Along with the increase in software complexity comes an increasing number of heterogeneous hardware systems, even in real-time safety-critical embedded systems. Programming these heterogeneous systems optimally with respect to resource utilization and overall latency poses a considerable challenge for the developers, and the limited resources in embedded systems only complicate matters. Static scheduling is a promising prospect for maximizing the safety compliance of the final schedule. In earlier work, we have shown that the static scheduling methods found in the literature are capable of calculating near-optimal schedules quickly using a theoretical graph representation of the software. These methods do, however, only schedule a single execution for minimum latency. In environments where the same software is executed continuously, pipelining subsequent executions can often lead to higher throughput. In this paper, we present a novel methodology leveraging known scheduling algorithms to calculate pipelined executions with higher throughput.

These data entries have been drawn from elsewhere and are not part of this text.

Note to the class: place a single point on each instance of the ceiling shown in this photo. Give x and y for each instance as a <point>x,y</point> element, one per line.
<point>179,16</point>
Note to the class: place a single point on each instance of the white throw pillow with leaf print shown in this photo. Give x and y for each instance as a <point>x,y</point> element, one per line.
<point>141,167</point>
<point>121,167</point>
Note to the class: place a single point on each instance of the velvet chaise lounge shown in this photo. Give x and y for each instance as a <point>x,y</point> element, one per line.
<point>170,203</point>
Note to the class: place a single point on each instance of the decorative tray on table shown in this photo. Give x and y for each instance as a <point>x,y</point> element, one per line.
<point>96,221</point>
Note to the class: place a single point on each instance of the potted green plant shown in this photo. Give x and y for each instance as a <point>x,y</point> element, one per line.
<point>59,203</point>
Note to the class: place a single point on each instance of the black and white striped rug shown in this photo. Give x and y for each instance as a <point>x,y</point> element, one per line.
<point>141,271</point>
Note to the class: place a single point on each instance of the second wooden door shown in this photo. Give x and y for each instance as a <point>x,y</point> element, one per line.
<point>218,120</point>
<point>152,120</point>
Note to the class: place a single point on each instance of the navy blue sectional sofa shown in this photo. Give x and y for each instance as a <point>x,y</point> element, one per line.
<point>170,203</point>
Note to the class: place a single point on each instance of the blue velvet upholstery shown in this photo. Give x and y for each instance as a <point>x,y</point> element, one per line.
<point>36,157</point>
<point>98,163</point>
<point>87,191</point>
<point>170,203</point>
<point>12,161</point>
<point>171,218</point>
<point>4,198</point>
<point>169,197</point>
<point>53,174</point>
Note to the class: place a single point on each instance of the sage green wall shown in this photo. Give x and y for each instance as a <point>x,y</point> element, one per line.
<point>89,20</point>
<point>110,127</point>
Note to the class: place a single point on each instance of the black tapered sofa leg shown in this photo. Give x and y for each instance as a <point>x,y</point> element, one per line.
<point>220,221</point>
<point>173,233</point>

We propose a model extension that interleaves frames of execution in the same graph in order to utilize parallelism and pipelining effects, and use this extended model to increase the throughput by up to 29.77 %. This method relies on a computationally hard-to-find cut through the graph representation. As such, we further present an approach to reduce the complexity of the problem and approximate the optimum with an error of only 6.3% in 4.7% of the runtime.